Perhimpunan Pendidikan dan Guru (P2G) mengungkapkan dampak dari makin derasnya pengaruh negatif dari gadget atau gawai dan media sosial terhadap moralitas remaja di Indonesia.
Kepala Bidang Advokasi Guru Perhimpunan Pendidikan dan Guru (P2G), Iman Zanatul Haeri menilai, akses anak-anak terhadap gadget telah menciptakan ketidaksinambungan antara dunia nyata dan dunia virtual.
Terlebih setelah era Pandemi COVID-19, ketika sekolah menerapkan metode pembelajaran secara jarak jauh. Sehingga, mengurangi interaksi sosial mereka secara langsung.

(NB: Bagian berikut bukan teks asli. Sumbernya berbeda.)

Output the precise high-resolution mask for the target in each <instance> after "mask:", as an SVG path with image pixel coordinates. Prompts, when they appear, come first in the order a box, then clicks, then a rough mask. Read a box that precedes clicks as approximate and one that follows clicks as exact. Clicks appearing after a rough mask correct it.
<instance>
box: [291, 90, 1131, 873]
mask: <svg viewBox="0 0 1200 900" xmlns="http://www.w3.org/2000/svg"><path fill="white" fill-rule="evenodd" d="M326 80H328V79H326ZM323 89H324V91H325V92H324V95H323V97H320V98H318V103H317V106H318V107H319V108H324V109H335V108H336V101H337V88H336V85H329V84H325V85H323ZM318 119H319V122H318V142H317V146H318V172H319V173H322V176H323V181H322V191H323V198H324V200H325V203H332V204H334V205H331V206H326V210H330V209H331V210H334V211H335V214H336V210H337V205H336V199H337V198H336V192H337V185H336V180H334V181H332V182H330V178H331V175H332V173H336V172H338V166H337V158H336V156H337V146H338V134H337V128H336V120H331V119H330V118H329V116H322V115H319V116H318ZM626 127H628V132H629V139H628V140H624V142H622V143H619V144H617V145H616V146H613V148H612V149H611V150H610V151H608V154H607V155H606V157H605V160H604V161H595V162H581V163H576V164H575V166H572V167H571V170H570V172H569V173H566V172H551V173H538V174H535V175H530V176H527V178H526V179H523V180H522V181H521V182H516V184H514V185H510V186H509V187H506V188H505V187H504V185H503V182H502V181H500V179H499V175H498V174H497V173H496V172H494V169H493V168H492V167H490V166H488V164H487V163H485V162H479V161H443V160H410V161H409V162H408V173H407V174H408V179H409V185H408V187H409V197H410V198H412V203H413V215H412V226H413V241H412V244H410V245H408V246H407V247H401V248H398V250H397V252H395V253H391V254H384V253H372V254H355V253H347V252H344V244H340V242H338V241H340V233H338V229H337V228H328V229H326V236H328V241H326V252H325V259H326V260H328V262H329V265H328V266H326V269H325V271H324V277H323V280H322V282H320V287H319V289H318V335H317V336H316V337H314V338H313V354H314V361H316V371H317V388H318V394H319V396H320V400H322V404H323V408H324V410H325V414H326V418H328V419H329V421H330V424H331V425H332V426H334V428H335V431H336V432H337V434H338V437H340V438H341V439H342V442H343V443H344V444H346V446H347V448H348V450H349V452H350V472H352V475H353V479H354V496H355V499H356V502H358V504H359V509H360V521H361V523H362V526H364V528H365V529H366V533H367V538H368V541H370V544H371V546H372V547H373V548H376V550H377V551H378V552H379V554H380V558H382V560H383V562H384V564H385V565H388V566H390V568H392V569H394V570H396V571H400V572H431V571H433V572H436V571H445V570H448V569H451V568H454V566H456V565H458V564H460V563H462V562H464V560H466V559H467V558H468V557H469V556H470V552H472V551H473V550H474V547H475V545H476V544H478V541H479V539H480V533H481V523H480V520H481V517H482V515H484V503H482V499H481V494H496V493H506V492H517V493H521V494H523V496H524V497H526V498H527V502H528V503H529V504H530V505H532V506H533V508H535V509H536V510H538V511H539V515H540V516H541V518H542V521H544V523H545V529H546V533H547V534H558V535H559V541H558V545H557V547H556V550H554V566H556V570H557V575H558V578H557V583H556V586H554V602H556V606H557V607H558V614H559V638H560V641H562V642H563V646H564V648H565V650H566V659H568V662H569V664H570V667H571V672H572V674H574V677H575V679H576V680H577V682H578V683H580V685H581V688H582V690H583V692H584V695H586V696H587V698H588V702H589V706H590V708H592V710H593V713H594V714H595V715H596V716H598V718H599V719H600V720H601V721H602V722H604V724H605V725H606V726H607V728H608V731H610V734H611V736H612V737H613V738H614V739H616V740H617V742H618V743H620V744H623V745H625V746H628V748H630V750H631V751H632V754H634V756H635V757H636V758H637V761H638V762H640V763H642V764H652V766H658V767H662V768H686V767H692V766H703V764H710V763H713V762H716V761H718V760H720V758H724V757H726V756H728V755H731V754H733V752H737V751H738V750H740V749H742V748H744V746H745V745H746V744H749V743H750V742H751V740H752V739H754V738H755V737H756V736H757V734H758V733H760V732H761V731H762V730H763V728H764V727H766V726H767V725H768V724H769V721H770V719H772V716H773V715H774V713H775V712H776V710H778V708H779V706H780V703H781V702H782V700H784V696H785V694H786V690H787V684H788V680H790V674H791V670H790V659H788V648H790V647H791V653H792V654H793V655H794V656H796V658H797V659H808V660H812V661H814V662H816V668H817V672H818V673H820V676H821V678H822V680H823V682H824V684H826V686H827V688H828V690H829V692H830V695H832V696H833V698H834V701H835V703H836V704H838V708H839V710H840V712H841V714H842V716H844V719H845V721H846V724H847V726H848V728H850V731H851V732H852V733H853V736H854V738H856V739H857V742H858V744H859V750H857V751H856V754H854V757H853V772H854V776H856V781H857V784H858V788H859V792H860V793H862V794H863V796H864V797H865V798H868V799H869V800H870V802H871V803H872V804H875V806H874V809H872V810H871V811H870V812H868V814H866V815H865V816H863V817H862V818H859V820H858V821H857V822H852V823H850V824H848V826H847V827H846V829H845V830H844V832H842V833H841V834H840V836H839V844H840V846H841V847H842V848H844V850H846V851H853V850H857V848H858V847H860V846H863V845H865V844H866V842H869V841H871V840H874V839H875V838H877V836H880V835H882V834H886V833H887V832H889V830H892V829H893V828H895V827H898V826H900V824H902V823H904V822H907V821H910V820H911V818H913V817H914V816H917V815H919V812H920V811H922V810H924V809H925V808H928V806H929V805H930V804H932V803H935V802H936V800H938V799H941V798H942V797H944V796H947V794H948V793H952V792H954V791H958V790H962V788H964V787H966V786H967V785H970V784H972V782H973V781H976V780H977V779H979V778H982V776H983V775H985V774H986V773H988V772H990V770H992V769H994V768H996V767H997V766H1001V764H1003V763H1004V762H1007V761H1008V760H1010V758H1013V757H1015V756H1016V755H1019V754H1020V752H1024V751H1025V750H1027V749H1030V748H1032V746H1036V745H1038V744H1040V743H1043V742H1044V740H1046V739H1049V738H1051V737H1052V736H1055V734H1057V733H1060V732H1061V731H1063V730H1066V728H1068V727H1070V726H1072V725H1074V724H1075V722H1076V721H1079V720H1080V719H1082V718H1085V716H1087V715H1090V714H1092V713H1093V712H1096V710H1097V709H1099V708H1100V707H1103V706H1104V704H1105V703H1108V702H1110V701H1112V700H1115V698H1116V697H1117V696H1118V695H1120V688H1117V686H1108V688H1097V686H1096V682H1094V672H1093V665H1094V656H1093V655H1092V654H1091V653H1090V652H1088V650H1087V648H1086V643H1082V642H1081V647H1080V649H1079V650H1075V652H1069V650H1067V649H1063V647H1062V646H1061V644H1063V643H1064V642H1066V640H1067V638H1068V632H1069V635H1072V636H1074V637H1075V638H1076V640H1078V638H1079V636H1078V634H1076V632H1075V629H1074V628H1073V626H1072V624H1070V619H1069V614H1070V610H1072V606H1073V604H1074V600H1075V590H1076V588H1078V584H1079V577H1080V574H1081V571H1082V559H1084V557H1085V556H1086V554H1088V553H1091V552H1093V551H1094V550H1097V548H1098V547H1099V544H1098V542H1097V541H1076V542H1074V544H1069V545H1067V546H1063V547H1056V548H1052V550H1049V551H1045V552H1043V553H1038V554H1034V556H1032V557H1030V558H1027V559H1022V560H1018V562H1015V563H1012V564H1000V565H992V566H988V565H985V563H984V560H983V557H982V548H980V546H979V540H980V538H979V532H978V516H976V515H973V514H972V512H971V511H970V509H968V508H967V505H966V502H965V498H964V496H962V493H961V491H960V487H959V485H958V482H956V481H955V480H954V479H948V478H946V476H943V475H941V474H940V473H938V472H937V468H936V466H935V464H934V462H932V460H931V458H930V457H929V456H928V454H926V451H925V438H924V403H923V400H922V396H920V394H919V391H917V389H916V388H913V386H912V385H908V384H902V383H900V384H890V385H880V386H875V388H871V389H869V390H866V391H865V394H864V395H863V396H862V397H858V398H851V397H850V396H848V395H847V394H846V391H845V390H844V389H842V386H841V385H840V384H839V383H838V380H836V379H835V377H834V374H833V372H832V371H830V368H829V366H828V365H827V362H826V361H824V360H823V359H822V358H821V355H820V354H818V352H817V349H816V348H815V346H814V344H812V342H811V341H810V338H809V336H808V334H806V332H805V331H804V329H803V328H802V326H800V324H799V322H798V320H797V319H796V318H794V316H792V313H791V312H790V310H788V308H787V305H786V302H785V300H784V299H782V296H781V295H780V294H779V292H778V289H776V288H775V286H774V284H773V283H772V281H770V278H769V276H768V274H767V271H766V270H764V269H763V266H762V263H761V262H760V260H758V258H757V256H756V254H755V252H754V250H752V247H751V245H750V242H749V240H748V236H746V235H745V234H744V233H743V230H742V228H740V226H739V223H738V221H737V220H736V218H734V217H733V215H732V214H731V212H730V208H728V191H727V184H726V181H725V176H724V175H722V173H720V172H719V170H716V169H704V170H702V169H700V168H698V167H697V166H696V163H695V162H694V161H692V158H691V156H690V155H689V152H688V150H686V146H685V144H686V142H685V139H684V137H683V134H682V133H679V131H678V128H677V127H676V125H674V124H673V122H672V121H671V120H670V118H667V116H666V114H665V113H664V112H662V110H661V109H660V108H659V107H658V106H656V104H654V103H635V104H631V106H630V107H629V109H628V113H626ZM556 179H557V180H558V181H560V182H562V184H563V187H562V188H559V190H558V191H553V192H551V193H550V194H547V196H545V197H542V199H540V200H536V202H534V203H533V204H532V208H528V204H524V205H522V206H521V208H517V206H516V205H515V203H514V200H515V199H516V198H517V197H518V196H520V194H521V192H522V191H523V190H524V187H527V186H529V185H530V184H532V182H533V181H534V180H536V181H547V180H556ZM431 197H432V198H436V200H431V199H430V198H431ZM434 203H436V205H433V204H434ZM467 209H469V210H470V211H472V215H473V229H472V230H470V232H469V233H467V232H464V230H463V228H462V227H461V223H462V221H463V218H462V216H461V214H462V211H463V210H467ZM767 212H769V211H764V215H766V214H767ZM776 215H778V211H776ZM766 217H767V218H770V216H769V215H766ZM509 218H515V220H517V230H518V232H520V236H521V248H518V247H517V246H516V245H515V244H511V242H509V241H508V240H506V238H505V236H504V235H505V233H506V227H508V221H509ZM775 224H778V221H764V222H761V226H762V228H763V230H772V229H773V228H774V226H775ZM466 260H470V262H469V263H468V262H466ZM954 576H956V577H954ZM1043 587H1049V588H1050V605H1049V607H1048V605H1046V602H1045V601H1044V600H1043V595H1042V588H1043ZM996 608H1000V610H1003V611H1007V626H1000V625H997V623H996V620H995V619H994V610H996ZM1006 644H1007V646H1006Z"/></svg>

“Ada dampak yang cukup permanen dari COVID-19 yaitu menurunnya tingkat kualitas belajar para siswa di seluruh dunia termasuk di Indonesia. Nah itu juga mempengaruhi mereka ada yang memang
mengalami trauma berkelanjutan setelah dalam pembelajaran jarak jauh di rumahnya tidak berinteraksi,” kata Iman kepada Inilah.com, Jumat (27/12/2024).
Kondisi semakin memprihatinkan ketika anak-anak memiliki akses bebas ke internet, terutama melalui media sosial yang mudah digapai melalui gawai mereka.
Paparan ini membuat banyak remaja terpengaruh dan cenderung meniru berbagai tindakan kekerasan yang mereka saksikan di dunia daring.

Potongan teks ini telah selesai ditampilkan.